Calpine Turns Its Back on $80M

With the bankrupt company expecting to make its unsecured creditors nearly whole, it doesn't want to bother tracking down dozens of preference clai...
Marie LeoneNovember 30, 2007

Calpine Corp. has received permission to turn its back on $80 million worth of preference-claim payments once its bankruptcy reorganization plan is confirmed.

On Tuesday, U.S. bankruptcy judge Burton Lifland approved Calpine’s petition to abandon efforts to collect preference claims that are less than $1 million. In aggregate, the claims amount to a small percentage of the total $2 billion Calpine seeks to recover for its creditors, notes the Associated Press.

Governed by the U.S. Bankruptcy Code, preference claims are meant to prevent an insolvent company from favoring one creditor at the expense of another. Basically, the bankrupt company has the right to sue vendors to force them to return payments that were made within 90 days of the bankruptcy filing. While the law’s rationale may not make immediate sense, its aim is clear: to stop failing companies from doling out payments to preferred vendors just before they go broke.

But the petition makes it clear that Calpine’s bankruptcy trustee does not want to track down smaller preference claims. Experts speculate that the administrative and legal costs of running down those claims would be moot because Calpine estimates it will be paying unsecured creditors — those most likely to be the target of preference actions — between 89 cents and 97 cents on the dollar. “It’s a futile effort [in Calpine’s case] if the company is paying out 95 cents on the dollar or more,” Hal Schaeffer, president of D&H Credit Services, told

Schaeffer explained that if unsecured creditors are made nearly whole, there is no reason for the trustee to spend money dogging relatively small preference claims. Indeed, the money spent on chasing the claims could reduce the ultimate payout. Further, Schaeffer pointed out that bankruptcy law requires that a debtor company increase the creditor’s original claim by the same amount as the preference action.

For example, consider a case in which an unsecured creditor files a claim with a bankruptcy trustee to recover $200,000 from an insolvent company. Subsequently, the bankrupt company files a preference claim against the creditor for $50,000. The creditor negotiates with the trustee to pay only $40,000 of the preference claim, the deal is accepted, and the creditor’s full claim is bumped up to $240,000. “Calpine would be on a merry-go-round” in terms of collecting the preference payment and adding it back to original claims when nearly full recovery is anticipated, said Schaeffer.

Calpine is a unique case because of the high estimated payout.
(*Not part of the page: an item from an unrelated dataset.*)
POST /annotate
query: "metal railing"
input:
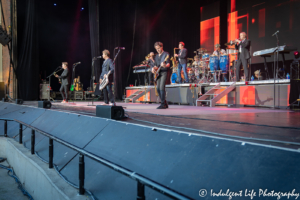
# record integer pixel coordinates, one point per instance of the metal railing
(141, 180)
In recent years, only the Delphi bankruptcy, which is currently wending its way through the Chapter 11 process, is paying out close to full recovery. Generally, unsecured creditors average between 7 cents and 10 cents on the dollar, according to Schaeffer. (Secured creditors usually recover 100 percent of their claims.)

What’s more, the secondary market confirms Calpine’s recovery estimates, added Schaeffer. He said that currently, companies that buy bankruptcy claims from creditors at a discount in exchange for cash up front are offering about 95 cents on the dollar.

Calpine, which filed for bankruptcy protection in December 2005, is scheduled to go before Judge Lifland on December 17 to seek approval of its plan.